A nurse assistant distributes F-100 therapeutic milk to children in Taimaka’s acute ward at the General Hospital, Yamaltu-Deba; a critical step in stabilisation. Image credit: Nigeria Health Watch

Challenges, community realities, and the road ahead

Even the best-designed treatment model faces limitations when children arrive too late. “Many children present very late,” Dr Umar noted. “By the time they arrive, the condition is already severe.” That is not only a clinical issue, Delays in seeking care can be influenced by costs, distance, household pressures, and beliefs about illness and treatment. Research from Nigeria has demonstrated that caregivers’ health beliefs can affect whether and when they access facility-based care for sick children.

That is why the lesson from this model extends beyond a single clinic or organisation. Treatment must be integrated within a broader system that includes community screening, caregiver counselling, trust-building, referral pathways, and preventive nutrition support. Recent reports from Gombe show that the state is also attempting to enhance prevention by training health workers and better supporting mothers before children fall into severe illness.

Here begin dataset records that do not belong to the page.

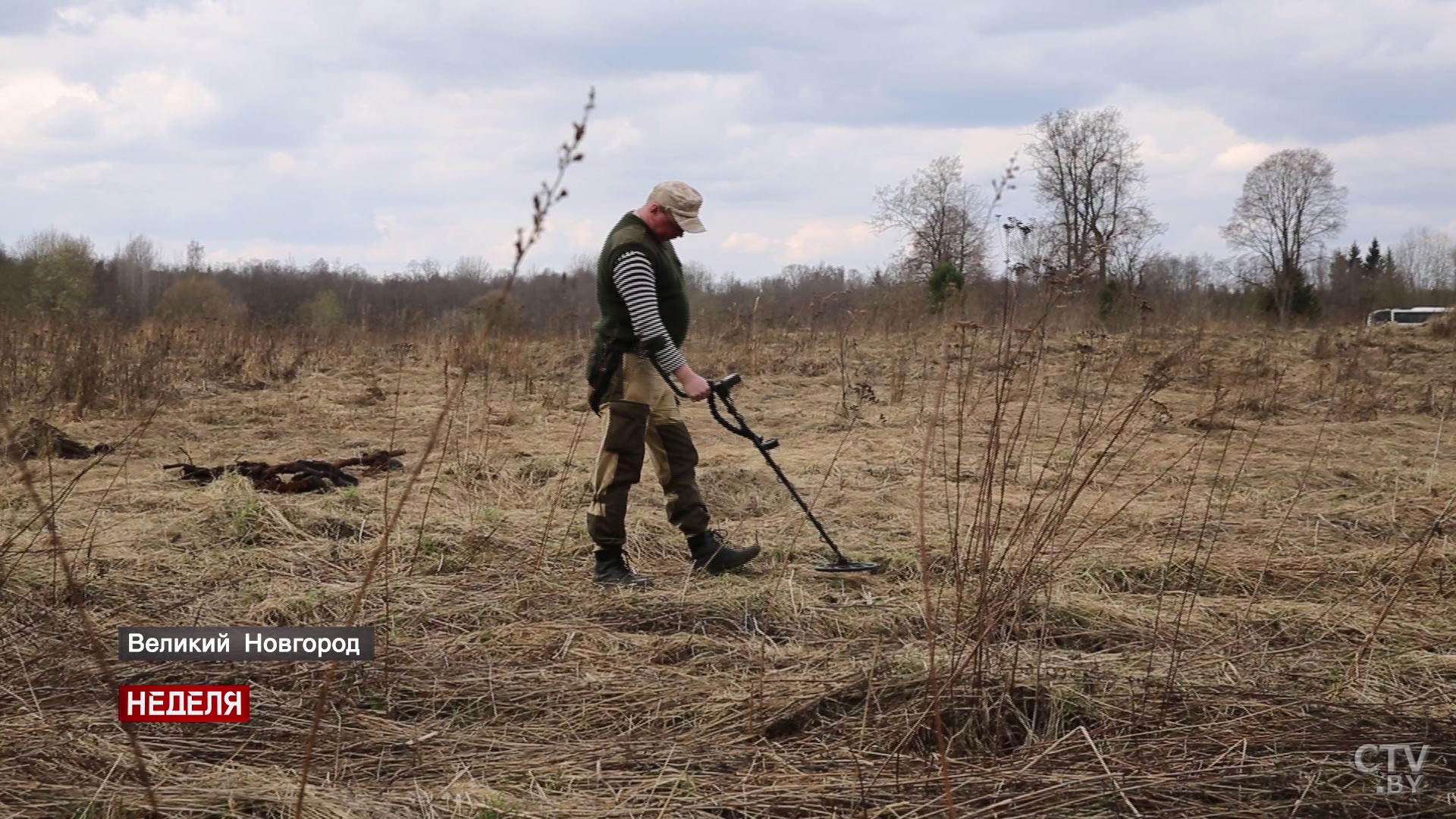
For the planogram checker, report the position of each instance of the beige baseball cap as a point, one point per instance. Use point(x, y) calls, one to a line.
point(683, 202)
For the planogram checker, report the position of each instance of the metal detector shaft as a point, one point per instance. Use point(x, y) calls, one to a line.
point(721, 391)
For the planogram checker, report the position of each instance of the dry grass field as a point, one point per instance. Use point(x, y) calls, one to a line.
point(1163, 573)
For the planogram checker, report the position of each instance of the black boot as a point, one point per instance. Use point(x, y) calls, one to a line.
point(711, 553)
point(612, 570)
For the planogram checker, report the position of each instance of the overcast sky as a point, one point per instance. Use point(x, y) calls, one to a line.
point(379, 131)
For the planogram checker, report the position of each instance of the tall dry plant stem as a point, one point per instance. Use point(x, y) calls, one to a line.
point(542, 203)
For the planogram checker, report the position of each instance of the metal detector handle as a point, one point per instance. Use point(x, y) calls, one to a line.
point(726, 384)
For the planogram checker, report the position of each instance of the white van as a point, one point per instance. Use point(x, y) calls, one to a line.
point(1402, 315)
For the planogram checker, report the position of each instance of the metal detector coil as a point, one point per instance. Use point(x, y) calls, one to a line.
point(721, 391)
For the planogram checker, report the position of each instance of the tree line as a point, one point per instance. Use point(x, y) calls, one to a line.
point(1095, 241)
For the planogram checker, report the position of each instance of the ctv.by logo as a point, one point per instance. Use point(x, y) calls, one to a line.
point(1395, 783)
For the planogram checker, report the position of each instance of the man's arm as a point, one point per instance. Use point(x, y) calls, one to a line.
point(634, 279)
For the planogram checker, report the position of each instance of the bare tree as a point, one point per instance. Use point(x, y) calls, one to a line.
point(137, 278)
point(1091, 180)
point(1289, 203)
point(1427, 259)
point(941, 216)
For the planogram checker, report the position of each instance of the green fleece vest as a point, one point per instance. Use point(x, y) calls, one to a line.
point(615, 327)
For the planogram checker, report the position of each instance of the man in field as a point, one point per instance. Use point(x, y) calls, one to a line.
point(644, 314)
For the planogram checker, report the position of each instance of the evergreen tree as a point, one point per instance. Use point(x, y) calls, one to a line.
point(943, 279)
point(1373, 260)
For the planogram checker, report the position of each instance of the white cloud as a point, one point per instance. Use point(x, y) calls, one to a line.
point(821, 240)
point(746, 242)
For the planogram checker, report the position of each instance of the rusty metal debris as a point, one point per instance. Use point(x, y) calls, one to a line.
point(306, 475)
point(38, 439)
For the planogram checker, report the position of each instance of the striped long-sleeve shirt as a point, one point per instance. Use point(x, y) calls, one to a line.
point(638, 287)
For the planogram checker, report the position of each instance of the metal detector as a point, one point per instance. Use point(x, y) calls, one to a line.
point(723, 391)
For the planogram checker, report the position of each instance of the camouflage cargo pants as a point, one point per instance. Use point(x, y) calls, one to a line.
point(639, 413)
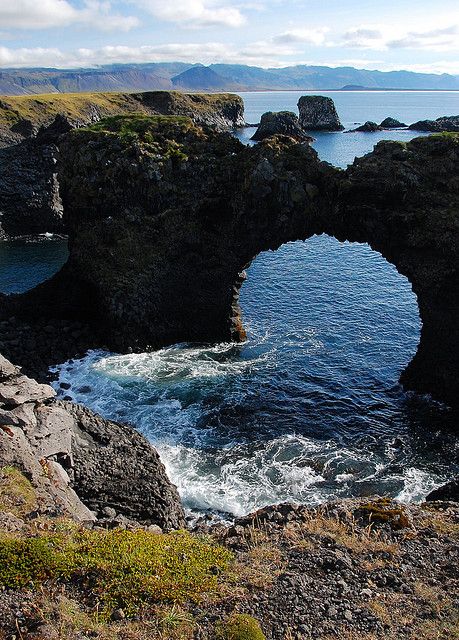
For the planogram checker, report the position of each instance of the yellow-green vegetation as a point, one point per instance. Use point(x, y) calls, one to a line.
point(239, 626)
point(123, 569)
point(17, 496)
point(384, 511)
point(156, 133)
point(68, 619)
point(42, 108)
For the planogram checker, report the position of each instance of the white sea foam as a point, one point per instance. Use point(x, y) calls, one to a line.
point(302, 412)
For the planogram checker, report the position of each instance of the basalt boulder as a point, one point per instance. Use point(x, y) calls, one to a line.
point(30, 129)
point(164, 217)
point(79, 463)
point(318, 113)
point(283, 123)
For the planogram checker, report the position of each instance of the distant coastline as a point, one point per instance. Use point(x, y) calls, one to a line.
point(216, 78)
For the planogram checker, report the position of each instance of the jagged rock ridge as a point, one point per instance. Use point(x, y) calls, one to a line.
point(80, 463)
point(161, 231)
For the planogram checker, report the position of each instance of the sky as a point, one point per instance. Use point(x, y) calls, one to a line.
point(421, 35)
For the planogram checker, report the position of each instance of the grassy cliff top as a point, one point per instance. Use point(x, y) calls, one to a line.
point(84, 108)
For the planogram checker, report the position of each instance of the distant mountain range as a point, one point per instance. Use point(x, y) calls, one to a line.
point(216, 77)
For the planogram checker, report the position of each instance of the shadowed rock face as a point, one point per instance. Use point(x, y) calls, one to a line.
point(283, 123)
point(318, 113)
point(162, 226)
point(29, 190)
point(77, 459)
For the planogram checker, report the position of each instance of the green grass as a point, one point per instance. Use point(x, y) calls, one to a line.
point(239, 626)
point(122, 569)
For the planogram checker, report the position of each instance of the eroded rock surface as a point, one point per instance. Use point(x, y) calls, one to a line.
point(79, 463)
point(318, 113)
point(30, 129)
point(162, 227)
point(283, 123)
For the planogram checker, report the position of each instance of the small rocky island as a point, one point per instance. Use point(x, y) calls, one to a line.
point(318, 113)
point(163, 213)
point(283, 123)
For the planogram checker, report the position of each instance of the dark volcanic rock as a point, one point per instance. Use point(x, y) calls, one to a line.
point(391, 123)
point(116, 467)
point(282, 122)
point(90, 463)
point(446, 123)
point(318, 113)
point(161, 232)
point(448, 492)
point(29, 191)
point(368, 127)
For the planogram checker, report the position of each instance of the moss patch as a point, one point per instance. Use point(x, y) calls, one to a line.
point(122, 569)
point(239, 626)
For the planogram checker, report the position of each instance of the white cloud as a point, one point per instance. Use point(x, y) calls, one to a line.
point(444, 38)
point(194, 13)
point(436, 39)
point(307, 36)
point(44, 14)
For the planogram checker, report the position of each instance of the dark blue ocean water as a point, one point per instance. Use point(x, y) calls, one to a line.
point(24, 264)
point(309, 408)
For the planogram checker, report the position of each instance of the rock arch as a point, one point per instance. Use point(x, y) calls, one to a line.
point(163, 223)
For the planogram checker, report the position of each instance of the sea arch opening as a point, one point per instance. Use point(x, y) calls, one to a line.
point(340, 317)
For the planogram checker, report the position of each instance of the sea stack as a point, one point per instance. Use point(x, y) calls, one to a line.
point(282, 122)
point(318, 113)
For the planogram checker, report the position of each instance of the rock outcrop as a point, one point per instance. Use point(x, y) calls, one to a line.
point(392, 123)
point(163, 221)
point(368, 127)
point(318, 113)
point(446, 123)
point(283, 123)
point(29, 189)
point(80, 464)
point(30, 128)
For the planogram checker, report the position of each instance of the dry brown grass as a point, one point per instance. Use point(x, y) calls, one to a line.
point(310, 534)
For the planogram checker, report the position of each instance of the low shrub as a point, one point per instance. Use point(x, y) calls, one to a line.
point(122, 569)
point(239, 626)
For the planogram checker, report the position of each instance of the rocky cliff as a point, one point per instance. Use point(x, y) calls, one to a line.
point(80, 464)
point(318, 113)
point(282, 122)
point(164, 216)
point(30, 127)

The question beyond impact: can it last?

The most important test now is not whether the model can save children one by one, but whether it can be sustained, funded, and integrated into more established routine care. “We’re all philanthropically funded, which is always a difficulty,” said Dr Graham. “Our goal is to ensure we never grow at a rate that is unsustainable; we want to at least maintain the size of the programme year on year.”

Looking ahead, Taimaka’s goal is to treat at least 100,000 SAM cases each year over the next five years, with plans to expand into other Nigerian states. Meanwhile, Dr Graham emphasised that the organisation’s focus is on outcomes and not just activity levels. “The core metric that we track is the number of lives that we save,” he said. “At the end of the day, what matters is how many children are alive because of what we have done.”